Investigadores como Marcus Raichle, descubridor de esta red cerebral, han mostrado que el cerebro mantiene una intensa actividad durante los momentos de reposo. Lejos de «apagarse», aprovecha esas pausas para reorganizar la información y fortalecer los aprendizajes.

A ello se suma el trabajo del hipocampo, una estructura fundamental para consolidar los recuerdos. Diversos estudios han observado que, durante los momentos de descanso, el cerebro «reproduce» patrones de actividad relacionados con experiencias recientes, favoreciendo que aquello que hemos vivido o aprendido se integre de forma más sólida en nuestra memoria.

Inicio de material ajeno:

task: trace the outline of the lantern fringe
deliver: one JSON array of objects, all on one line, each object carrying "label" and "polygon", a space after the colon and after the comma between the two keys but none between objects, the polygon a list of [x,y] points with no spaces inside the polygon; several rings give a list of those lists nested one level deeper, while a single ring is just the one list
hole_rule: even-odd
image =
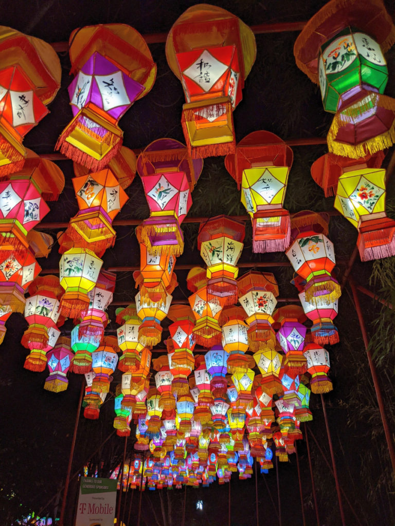
[{"label": "lantern fringe", "polygon": [[319,345],[334,345],[340,341],[339,333],[336,327],[333,326],[332,329],[325,329],[314,327],[311,329],[311,336],[313,341]]},{"label": "lantern fringe", "polygon": [[[305,73],[310,79],[314,84],[319,84],[318,74],[313,73],[310,70],[307,64],[305,64],[299,58],[302,56],[301,50],[305,47],[311,37],[312,32],[315,32],[322,24],[328,22],[332,15],[336,14],[339,11],[347,9],[350,6],[348,0],[337,0],[336,2],[328,2],[323,8],[321,8],[307,23],[304,26],[303,31],[298,36],[297,47],[294,48],[294,55],[297,65],[300,69]],[[380,46],[383,52],[389,49],[395,43],[395,29],[393,26],[391,28],[386,39],[381,43]]]},{"label": "lantern fringe", "polygon": [[74,292],[65,292],[61,300],[61,313],[65,318],[80,318],[81,313],[87,310],[90,300],[86,294],[78,292],[75,297]]},{"label": "lantern fringe", "polygon": [[269,381],[264,379],[261,387],[268,394],[280,394],[283,392],[282,384],[279,378],[273,378]]},{"label": "lantern fringe", "polygon": [[[22,150],[25,148],[22,143],[19,145]],[[0,152],[10,162],[0,167],[0,178],[6,177],[11,174],[20,171],[25,164],[25,156],[23,155],[14,146],[7,140],[0,131]]]},{"label": "lantern fringe", "polygon": [[172,382],[172,392],[177,395],[177,398],[189,392],[189,386],[187,381],[182,381],[180,380],[173,380]]},{"label": "lantern fringe", "polygon": [[88,362],[86,359],[76,358],[75,356],[70,365],[70,372],[76,375],[85,375],[92,370],[92,361]]},{"label": "lantern fringe", "polygon": [[[309,214],[303,214],[298,212],[294,214],[291,218],[291,228],[300,228],[302,227],[310,226],[311,225],[319,225],[322,228],[322,234],[327,236],[329,232],[329,220],[325,220],[318,212],[310,212]],[[301,236],[302,237],[302,236]]]},{"label": "lantern fringe", "polygon": [[[36,326],[31,325],[23,333],[21,343],[24,347],[28,349],[45,349],[48,345],[48,332],[46,328],[39,328]],[[31,344],[34,343],[34,345]]]},{"label": "lantern fringe", "polygon": [[221,342],[222,335],[221,329],[213,327],[196,326],[193,329],[195,341],[198,345],[204,347],[211,347],[213,345],[219,345]]},{"label": "lantern fringe", "polygon": [[29,356],[27,356],[23,364],[24,369],[28,371],[32,371],[33,372],[42,372],[45,370],[45,367],[47,365],[46,357],[43,357],[42,359],[33,358],[32,359]]},{"label": "lantern fringe", "polygon": [[326,376],[318,376],[310,380],[310,389],[314,394],[329,393],[333,389],[332,382]]},{"label": "lantern fringe", "polygon": [[372,231],[361,231],[360,227],[357,245],[361,260],[372,261],[395,256],[395,223],[386,228]]},{"label": "lantern fringe", "polygon": [[163,393],[159,399],[158,406],[165,411],[174,409],[175,407],[175,398],[170,393]]},{"label": "lantern fringe", "polygon": [[44,388],[46,391],[51,391],[53,393],[60,393],[62,391],[66,391],[68,382],[66,378],[64,380],[60,380],[58,378],[48,378],[45,380],[44,385]]},{"label": "lantern fringe", "polygon": [[[358,144],[352,145],[337,140],[340,129],[353,122],[355,117],[362,115],[365,111],[372,107],[372,102],[369,100],[360,106],[356,103],[337,113],[329,128],[327,136],[329,151],[337,155],[359,159],[368,154],[374,154],[389,148],[395,142],[395,99],[386,95],[374,94],[373,103],[385,109],[394,112],[394,118],[390,127],[384,133]],[[340,117],[341,116],[341,117]]]},{"label": "lantern fringe", "polygon": [[[175,236],[176,244],[170,245],[166,243],[166,237],[164,235],[170,232]],[[143,222],[141,225],[140,236],[142,243],[146,246],[148,251],[153,256],[166,254],[178,257],[184,251],[184,238],[180,226],[176,221],[170,226],[166,226],[160,224],[145,224]],[[154,236],[163,237],[162,243],[161,245],[151,244],[150,237]]]},{"label": "lantern fringe", "polygon": [[[80,120],[81,116],[80,114],[77,114],[72,122],[65,128],[57,139],[55,149],[60,150],[61,153],[63,154],[66,157],[71,159],[78,164],[83,165],[84,166],[90,168],[91,171],[99,171],[104,168],[118,153],[118,150],[122,145],[123,133],[122,130],[119,128],[120,135],[116,135],[110,130],[106,130],[107,133],[104,136],[101,136],[95,133],[91,128],[84,126]],[[110,124],[110,123],[108,124]],[[108,153],[100,160],[98,160],[69,143],[67,140],[67,138],[77,127],[83,133],[85,134],[88,137],[93,137],[98,141],[104,143],[107,146],[112,147]],[[98,124],[97,127],[104,127]]]},{"label": "lantern fringe", "polygon": [[139,341],[145,347],[153,347],[160,342],[162,338],[162,327],[143,327],[139,329]]},{"label": "lantern fringe", "polygon": [[[319,294],[325,291],[328,292],[325,294]],[[319,281],[318,283],[314,282],[313,278],[306,284],[304,292],[306,301],[309,303],[314,303],[315,305],[333,303],[341,296],[340,286],[330,277],[329,277],[328,280]]]}]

La investigación también señala que alternar periodos de atención con pausas mejora la capacidad de concentración, la resolución de problemas y el rendimiento cognitivo. En otras palabras: descansar también forma parte del proceso de aprender.

Lo que Nevado me enseñó

Mucho antes de conocer estas investigaciones, Nevado ya me estaba enseñando esa misma lección.

Nevado llegó a mi vida después de haber sufrido maltrato y de quedarse ciego. A pesar de todo, conservaba una extraordinaria capacidad para vivir el presente. Sabía disfrutar de un paseo tranquilo, de un rato tumbado al sol o simplemente de permanecer cerca de las personas que quería.

Nunca parecía sentir que descansar fuese perder el tiempo.

Durante años yo vivía con la sensación de que siempre quedaba algo por hacer: un proyecto pendiente, un correo que responder, una tarea más en la lista. Observándolo comprendí que quizá el descanso no era una interrupción de la vida, sino una parte esencial de ella.

Una enseñanza para la vida cotidiana

Vivimos rodeados de estímulos, notificaciones y obligaciones que nos invitan a mantenernos constantemente activos. Sin embargo, nuestro cerebro no está diseñado para funcionar sin pausas.

Descansar no significa renunciar a nuestros objetivos. Significa ofrecer al organismo el tiempo necesario para recuperarse, integrar lo aprendido y afrontar los nuevos retos con mayor claridad.

Tal vez por eso resulte tan difícil desconectar cuando llegan las vacaciones. No siempre necesitamos más tiempo libre; muchas veces necesitamos reaprender a descansar sin sentir culpa.

Quizá una de las lecciones más importantes sea recordar que las pausas no nos alejan del camino. En muchas ocasiones, son precisamente las que nos permiten seguir avanzando.